During the course of the narrative, the Jarretts realize that it is actually their marriage, which seems to be in danger. The threat to the balance of the family is within, the "villainess" is the mother. To reclaim its equilibrium, the logical and coherent conclusion is for the mother to move out, though the movie does not specify if her departure is temporary or permanent.

An extraordinarily privileged family, which faces problems of ordinary people. Dissection of a perfectly ordered family, when thrown into emotional chaos. Values of self-control emotional repression are obstacles when faced by fears, anxieties, when things don't work well. Beth pretends that no major problem has happened, continuing the daily routines of an upper middle class wife, golf, bridge, and tennis. "We'd have been all right if there hadn't been any mess," she says. Unlike her husband, she is unwilling and incapable of seeking professional help.

The film makes a good case for professional treatment psychotherapy. The most sympathetic character is Dr.

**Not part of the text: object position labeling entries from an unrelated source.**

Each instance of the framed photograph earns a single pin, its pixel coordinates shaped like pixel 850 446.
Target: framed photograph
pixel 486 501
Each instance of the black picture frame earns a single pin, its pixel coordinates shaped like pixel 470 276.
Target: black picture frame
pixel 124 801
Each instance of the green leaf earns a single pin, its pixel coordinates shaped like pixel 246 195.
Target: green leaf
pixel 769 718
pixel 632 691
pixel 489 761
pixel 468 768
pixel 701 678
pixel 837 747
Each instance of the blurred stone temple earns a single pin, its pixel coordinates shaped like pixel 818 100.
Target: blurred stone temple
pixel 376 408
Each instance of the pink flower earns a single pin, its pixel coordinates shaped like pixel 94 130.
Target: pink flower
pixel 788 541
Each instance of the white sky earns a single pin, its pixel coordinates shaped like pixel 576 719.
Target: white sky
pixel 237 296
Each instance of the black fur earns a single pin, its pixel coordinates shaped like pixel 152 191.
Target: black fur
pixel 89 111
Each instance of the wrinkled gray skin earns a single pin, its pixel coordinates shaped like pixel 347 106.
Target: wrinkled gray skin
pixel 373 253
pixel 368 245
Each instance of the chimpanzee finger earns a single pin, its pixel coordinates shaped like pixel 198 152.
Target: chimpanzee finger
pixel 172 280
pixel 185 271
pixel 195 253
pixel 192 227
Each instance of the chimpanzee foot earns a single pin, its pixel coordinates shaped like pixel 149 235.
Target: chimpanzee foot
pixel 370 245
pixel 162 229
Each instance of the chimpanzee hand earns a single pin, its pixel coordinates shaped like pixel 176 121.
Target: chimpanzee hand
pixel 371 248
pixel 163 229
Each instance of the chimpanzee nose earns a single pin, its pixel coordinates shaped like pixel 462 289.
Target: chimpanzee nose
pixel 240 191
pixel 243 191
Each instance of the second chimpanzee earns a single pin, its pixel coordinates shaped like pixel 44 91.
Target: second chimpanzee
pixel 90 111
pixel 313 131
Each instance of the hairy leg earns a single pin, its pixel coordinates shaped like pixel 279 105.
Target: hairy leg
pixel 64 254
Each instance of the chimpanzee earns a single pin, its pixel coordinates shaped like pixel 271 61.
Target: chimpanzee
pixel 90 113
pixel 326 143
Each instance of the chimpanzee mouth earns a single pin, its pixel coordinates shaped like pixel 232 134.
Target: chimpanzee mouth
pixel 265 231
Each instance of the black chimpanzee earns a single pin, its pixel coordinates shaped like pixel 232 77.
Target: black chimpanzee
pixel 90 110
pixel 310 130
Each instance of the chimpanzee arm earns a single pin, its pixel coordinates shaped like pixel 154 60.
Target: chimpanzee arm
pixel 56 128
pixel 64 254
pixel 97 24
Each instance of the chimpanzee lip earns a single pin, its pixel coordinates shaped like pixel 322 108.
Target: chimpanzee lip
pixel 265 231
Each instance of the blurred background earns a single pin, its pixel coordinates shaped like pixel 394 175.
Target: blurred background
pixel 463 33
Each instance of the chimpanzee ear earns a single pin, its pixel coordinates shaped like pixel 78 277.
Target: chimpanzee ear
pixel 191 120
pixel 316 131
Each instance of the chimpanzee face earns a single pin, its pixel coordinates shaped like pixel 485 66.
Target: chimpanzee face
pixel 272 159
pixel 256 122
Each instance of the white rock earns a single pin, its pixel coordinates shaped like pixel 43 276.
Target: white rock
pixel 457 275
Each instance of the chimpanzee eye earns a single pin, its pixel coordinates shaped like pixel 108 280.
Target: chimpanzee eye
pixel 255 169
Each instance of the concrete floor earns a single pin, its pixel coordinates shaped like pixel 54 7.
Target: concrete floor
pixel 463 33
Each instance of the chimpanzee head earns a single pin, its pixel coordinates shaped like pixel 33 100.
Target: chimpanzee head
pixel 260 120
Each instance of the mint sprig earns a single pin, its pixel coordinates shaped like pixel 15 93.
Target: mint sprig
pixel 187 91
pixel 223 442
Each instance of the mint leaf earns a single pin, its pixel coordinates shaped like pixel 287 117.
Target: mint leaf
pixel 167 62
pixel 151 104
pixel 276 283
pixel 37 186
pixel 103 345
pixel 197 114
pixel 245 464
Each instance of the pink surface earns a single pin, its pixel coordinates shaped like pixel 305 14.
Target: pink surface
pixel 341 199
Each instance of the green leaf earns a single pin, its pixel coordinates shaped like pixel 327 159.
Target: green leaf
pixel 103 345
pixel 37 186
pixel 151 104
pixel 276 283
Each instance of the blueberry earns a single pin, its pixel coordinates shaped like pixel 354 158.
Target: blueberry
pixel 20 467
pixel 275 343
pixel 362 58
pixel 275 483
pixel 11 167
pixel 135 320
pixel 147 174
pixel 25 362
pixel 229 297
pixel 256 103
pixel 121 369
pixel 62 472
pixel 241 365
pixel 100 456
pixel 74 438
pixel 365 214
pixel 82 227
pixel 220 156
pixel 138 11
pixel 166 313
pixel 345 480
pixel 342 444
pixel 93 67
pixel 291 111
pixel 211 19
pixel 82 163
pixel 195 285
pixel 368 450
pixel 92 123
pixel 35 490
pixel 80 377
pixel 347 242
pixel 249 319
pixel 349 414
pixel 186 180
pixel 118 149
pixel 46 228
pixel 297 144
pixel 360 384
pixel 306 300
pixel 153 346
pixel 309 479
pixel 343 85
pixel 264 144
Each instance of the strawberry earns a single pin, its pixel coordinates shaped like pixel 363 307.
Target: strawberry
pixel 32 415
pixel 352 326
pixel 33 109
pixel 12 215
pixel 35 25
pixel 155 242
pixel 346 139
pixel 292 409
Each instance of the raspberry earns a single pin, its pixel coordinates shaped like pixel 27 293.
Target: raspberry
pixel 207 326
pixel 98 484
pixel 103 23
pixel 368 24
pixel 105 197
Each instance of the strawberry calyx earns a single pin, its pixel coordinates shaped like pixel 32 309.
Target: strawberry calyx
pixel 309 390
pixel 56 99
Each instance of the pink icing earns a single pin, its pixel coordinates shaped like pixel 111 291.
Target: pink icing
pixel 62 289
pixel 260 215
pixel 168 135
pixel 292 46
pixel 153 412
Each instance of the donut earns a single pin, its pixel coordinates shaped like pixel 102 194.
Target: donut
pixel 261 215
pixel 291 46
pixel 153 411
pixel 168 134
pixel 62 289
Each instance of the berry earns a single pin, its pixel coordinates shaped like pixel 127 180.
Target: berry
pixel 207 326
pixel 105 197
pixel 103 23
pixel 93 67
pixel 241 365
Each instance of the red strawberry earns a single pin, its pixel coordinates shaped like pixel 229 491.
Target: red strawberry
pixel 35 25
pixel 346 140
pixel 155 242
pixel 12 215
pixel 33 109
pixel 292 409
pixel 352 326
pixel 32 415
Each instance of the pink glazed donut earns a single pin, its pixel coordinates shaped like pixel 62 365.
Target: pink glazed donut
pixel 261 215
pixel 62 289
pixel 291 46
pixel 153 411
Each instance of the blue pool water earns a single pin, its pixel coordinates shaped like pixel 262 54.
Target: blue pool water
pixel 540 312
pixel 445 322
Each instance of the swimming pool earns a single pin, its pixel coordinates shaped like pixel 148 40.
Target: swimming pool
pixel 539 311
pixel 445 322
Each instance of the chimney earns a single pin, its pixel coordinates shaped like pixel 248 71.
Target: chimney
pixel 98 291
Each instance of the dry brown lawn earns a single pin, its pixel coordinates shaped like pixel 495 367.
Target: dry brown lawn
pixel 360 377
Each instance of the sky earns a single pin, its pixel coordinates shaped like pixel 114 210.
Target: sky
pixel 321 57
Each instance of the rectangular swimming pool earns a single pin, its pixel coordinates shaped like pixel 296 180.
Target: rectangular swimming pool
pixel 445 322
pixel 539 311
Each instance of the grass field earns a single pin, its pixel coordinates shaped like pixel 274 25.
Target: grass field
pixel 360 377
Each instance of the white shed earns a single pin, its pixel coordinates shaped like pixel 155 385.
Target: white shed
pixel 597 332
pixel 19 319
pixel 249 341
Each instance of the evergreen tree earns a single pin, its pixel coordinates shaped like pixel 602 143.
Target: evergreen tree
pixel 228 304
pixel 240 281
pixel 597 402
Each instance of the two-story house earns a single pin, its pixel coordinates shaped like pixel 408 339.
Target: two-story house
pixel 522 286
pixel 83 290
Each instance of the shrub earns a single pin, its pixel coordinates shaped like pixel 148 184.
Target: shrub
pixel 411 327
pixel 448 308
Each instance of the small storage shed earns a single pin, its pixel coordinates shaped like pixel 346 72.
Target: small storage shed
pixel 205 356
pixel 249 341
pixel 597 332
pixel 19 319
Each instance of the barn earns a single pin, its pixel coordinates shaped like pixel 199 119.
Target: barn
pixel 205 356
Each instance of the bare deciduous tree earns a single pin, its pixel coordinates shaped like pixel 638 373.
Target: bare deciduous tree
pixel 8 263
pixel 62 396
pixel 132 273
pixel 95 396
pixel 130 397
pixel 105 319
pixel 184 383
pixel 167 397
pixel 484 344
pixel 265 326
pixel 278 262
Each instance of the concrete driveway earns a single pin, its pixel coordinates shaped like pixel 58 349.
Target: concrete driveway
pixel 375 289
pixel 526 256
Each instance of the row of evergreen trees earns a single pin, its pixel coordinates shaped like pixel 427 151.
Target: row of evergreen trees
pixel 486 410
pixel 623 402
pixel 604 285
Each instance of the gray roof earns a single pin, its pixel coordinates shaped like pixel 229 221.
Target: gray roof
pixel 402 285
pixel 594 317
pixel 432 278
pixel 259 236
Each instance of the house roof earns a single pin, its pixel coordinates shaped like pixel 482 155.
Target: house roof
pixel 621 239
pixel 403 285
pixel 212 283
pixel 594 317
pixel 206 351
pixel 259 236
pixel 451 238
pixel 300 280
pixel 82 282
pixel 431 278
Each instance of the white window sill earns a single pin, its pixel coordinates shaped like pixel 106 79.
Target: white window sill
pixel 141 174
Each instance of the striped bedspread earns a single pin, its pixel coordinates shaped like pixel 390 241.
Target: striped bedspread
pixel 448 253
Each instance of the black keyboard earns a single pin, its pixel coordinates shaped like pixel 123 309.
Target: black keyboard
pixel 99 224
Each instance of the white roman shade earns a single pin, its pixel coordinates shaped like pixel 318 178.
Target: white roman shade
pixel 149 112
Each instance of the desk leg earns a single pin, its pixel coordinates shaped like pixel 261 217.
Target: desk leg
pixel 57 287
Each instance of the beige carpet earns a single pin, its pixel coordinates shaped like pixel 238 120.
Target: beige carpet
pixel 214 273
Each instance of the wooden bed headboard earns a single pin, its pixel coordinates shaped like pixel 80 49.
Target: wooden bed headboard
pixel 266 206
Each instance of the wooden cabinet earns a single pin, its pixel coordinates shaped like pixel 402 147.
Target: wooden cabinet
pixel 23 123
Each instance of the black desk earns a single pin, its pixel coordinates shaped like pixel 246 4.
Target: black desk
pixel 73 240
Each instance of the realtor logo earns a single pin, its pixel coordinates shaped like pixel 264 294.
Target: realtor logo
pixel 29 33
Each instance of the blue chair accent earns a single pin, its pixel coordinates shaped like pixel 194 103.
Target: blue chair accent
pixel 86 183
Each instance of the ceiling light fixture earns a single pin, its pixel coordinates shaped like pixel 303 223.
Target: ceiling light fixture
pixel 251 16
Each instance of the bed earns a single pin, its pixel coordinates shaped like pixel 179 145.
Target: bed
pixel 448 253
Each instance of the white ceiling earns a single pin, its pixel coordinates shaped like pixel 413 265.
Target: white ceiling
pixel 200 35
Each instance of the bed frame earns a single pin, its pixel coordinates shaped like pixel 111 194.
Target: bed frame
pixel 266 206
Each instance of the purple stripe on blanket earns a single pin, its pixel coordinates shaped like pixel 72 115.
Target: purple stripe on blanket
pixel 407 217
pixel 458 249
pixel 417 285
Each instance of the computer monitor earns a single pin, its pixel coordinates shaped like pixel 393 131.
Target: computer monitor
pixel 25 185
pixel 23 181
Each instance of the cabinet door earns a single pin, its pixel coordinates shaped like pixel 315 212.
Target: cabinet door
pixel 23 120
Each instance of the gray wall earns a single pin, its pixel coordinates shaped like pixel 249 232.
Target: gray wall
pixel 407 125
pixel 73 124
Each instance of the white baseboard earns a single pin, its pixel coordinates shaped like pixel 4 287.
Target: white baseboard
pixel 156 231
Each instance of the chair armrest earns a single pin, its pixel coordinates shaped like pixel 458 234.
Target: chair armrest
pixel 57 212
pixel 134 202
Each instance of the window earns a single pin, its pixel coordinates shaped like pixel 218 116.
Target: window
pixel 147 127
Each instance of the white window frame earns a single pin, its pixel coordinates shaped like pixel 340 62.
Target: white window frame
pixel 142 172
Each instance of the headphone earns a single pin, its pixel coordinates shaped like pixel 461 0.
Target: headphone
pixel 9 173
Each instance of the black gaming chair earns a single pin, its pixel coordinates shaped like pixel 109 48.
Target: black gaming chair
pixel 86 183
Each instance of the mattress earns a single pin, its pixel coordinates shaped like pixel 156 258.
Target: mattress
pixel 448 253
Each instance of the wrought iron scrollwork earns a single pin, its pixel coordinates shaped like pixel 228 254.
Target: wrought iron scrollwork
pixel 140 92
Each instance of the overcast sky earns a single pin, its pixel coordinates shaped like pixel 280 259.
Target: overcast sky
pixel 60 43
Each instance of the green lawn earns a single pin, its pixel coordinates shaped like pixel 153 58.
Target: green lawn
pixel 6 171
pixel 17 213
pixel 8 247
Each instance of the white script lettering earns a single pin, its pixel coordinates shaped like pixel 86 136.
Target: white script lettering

Berger (Judd Hirsch), the tough but wise, Jewish psychiatrist, who says: "Feelings are scary: sometimes they're painful, and if you're not going to feel pain, you are not going to feel anything else either."  It's no coincidence that the psychiatrist is Jewish: the film contrast two subcultures: the WASP and the Jewish. The same contrast prevails in Woody Allen's "Interiors "(1978), another drama about a troubled family.

The insularity of the WASP family. Disruption of comfortable stable family by accident. Its obsession with surfaces and appearances, its rigidity in the face of changing conditions. But despair and insecurity beneath surfaces. It's significant that in both "Kramer Vs. Kramer" and "Ordinary People," the mother is portrayed as less sensitive, less responsible, and less caring than the father.

The ideological resolution in both movies is to remove the mother from the scene and to restore the order of patriarchal family, headed by a sensitive father. Thus, these films contain (unconsciously perhaps) feminist backlash. The male becomes more feminized, nurturing, assuming his traditional paternal roles (breadwinning) and some newly acquired maternal roles (nurturing, raising children). Both films suggest that men are more capable than women in combining successful careers and satisfying domestic life.